Linux Preparing To Slightly Loosen Its Spectre Defaults
A change first proposed last year to the Linux kernel's Spectre mitigation defaults looks like it will soon be sent in for the mainline kernel.
The change is in regards to the default mitigation value for Spectre V2 for user-space tasks and Spectre V4 / Speculative Store Bypass. For the kernel options of "spec_store_bypass_disable" and "spectre_v2_user", the current default is the "seccomp" mode. With that default behavior the mitigations are only applied when opted into per-thread via the PRCTL interface (or otherwise a process inherits the mitigation when forked) or is enabled by default for all SECCOMP threads.

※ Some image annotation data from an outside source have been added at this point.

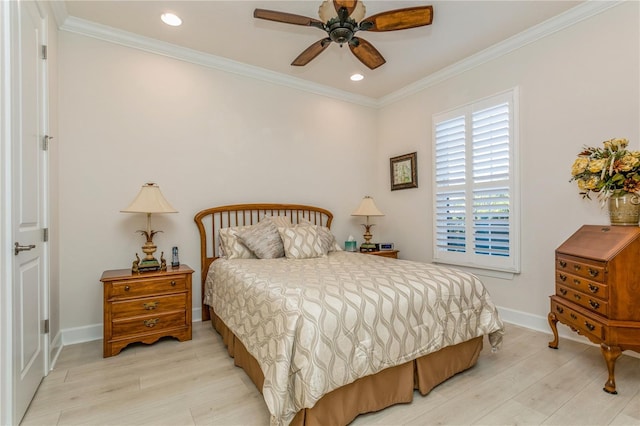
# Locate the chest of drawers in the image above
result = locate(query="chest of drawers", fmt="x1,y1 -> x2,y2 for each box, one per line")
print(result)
548,225 -> 640,393
100,265 -> 193,358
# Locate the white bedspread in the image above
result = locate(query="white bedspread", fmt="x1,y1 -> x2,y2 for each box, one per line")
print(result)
205,252 -> 503,425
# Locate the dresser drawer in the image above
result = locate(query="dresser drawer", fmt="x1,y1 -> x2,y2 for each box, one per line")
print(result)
108,276 -> 187,299
551,299 -> 605,340
556,284 -> 609,317
111,294 -> 187,319
112,311 -> 187,336
556,269 -> 609,300
556,255 -> 605,283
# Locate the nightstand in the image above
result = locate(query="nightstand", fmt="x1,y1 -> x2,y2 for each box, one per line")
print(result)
100,265 -> 193,358
362,250 -> 400,259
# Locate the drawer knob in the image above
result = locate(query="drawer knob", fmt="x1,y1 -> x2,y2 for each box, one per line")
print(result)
142,302 -> 158,311
143,318 -> 160,328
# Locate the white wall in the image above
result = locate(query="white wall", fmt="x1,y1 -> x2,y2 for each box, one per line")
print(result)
376,2 -> 640,329
57,32 -> 377,336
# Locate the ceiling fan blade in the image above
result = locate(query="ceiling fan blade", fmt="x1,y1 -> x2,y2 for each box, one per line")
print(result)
333,0 -> 358,16
253,9 -> 324,29
349,37 -> 387,70
360,6 -> 433,31
291,37 -> 331,67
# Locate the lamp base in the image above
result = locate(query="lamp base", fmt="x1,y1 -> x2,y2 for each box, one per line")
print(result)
131,252 -> 167,273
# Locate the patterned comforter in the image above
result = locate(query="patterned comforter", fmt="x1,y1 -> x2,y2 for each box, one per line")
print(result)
205,252 -> 503,425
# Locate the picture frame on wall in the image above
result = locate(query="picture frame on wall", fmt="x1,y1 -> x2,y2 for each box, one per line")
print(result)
390,152 -> 418,191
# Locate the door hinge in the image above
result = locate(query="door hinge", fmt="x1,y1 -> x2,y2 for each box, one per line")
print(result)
42,135 -> 53,151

With Linux's SECCOMP being about secure computing and used for process isolation and sandboxing by a wide variety of software, it does make sense to have these Spectre mitigations by default there... Or to upstream developers at least did. The pending change now is to drop that spectre_v2_user/spec_store_bypass_disable by default for SECCOMP threads and just leave it to the "prctl" behavior as the default.
The argument to change the default has been that the SECCOMP default hasn't been entirely effective with various other security vulnerabilities out there or their default behavior and various other shortcomings or other exposure to attack by notable SECCOMP users. Plus by now a few years after Spectre first came to light, most Linux system administrators have already figured out their desired tuning configuration to use on production systems with the various speculative execution security tunables.
By reducing the default/out-of-the-box behavior for those Spectre settings from "seccomp" to "prctl", it would help with the out-of-the-box performance of SECCOMP tasks by avoiding that overhead.
The change was first proposed last Novemner. The patch by Andrea Arcangeli summed up the situation as "Ultimately setting SSBD and STIBP by default for all seccomp jails is a bad sweet spot and bad default with more cons than pros that end up reducing security in the public cloud (by giving an huge incentive to not expose SPEC_CTRL which would be needed to get full security with IBPB after setting nosmt in the guest) and by excessively hurting performance to more secure apps using seccomp that end up having to opt out with SECCOMP_FILTER_FLAG_SPEC_ALLOW."
The news this weekend is that Google's Kees Cook is planning to move ahead and pick up that patch making the default change unless there are any new objections on the matter.